Experimental Investigation on the Use of Water Soluble Polyacrylamides as Thickeners During CO_(2) WAG EOR

CO_(2) flooding often results in poor sweep efficiency due to the high mobility ratio caused by its low viscosity. To mitigate this problem, alternate injection of water and CO_(2) slugs (WAG) is widely applied. Recently, numerical simulation and core flood experiments in heavy oil indicate that the use of chemicals in the water slug may improve mobility control during WAG. Therefore, stability studies of common polymers used for EOR applications in CO_(2) saturated environments becomes necessary. Also, the possibility to extrapolate the benefits observed in heavy oil to light and medium oil reservoirs needs to be assessed as they gather the majority of the existing CO_(2) applications.

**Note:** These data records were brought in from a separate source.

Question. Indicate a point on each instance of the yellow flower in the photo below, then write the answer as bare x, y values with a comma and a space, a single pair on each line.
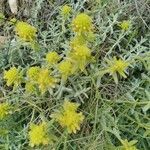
2, 17
78, 40
30, 87
25, 31
82, 23
52, 58
125, 25
33, 73
117, 66
65, 10
4, 110
69, 117
80, 55
66, 69
128, 145
13, 76
38, 135
45, 81
13, 21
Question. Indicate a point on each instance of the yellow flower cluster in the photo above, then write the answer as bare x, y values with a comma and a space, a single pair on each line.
41, 78
117, 66
38, 135
82, 23
25, 31
13, 77
68, 117
4, 110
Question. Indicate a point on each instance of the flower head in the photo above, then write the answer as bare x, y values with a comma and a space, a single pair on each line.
65, 10
68, 117
125, 25
33, 73
128, 145
45, 80
78, 40
80, 55
66, 69
38, 135
13, 76
52, 58
82, 23
4, 110
117, 66
25, 31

This thesis presents an evaluation of the use of polymers as water thickeners during CO_(2). The work has been divided into three stages: An investigation on the stability of acrylamide based polymers exposed to CO_(2) for 328 days at 122 ?F. The determination of the MMP for the system crude oil ? CO_(2) using the slim tubing technique in a fast approach that employs a short column of 20 ft in length. And the execution of 12 core flooding experiments under miscible and immiscible conditions, in homogeneous and heterogeneous rock.

We conclude that polyacrylamide based polymers can resist the presence of CO_(2). HPAM was able to retain 54% of its original viscosity after 215 days at 122 ?F. PAM - ATBS increased its viscosity to 104% of its original viscosity after 328 days. A MMP of 1563 psia was calculated, which has a good correlation to previous laboratory measurements and EOS predictions for live oil. The core flooding experiments gave insights regarding the role of miscibility, frontal advance rate, heterogeneity and water viscosity on the viscous fingering of CO_(2) into the oil and suggested that thickening the water during WAG could be beneficial in highly heterogeneous formations. The limitations to scale reservoir heterogeneity prevented us to reach a fully understanding of the process. An approach combining numerical simulation with experimental work is recommended.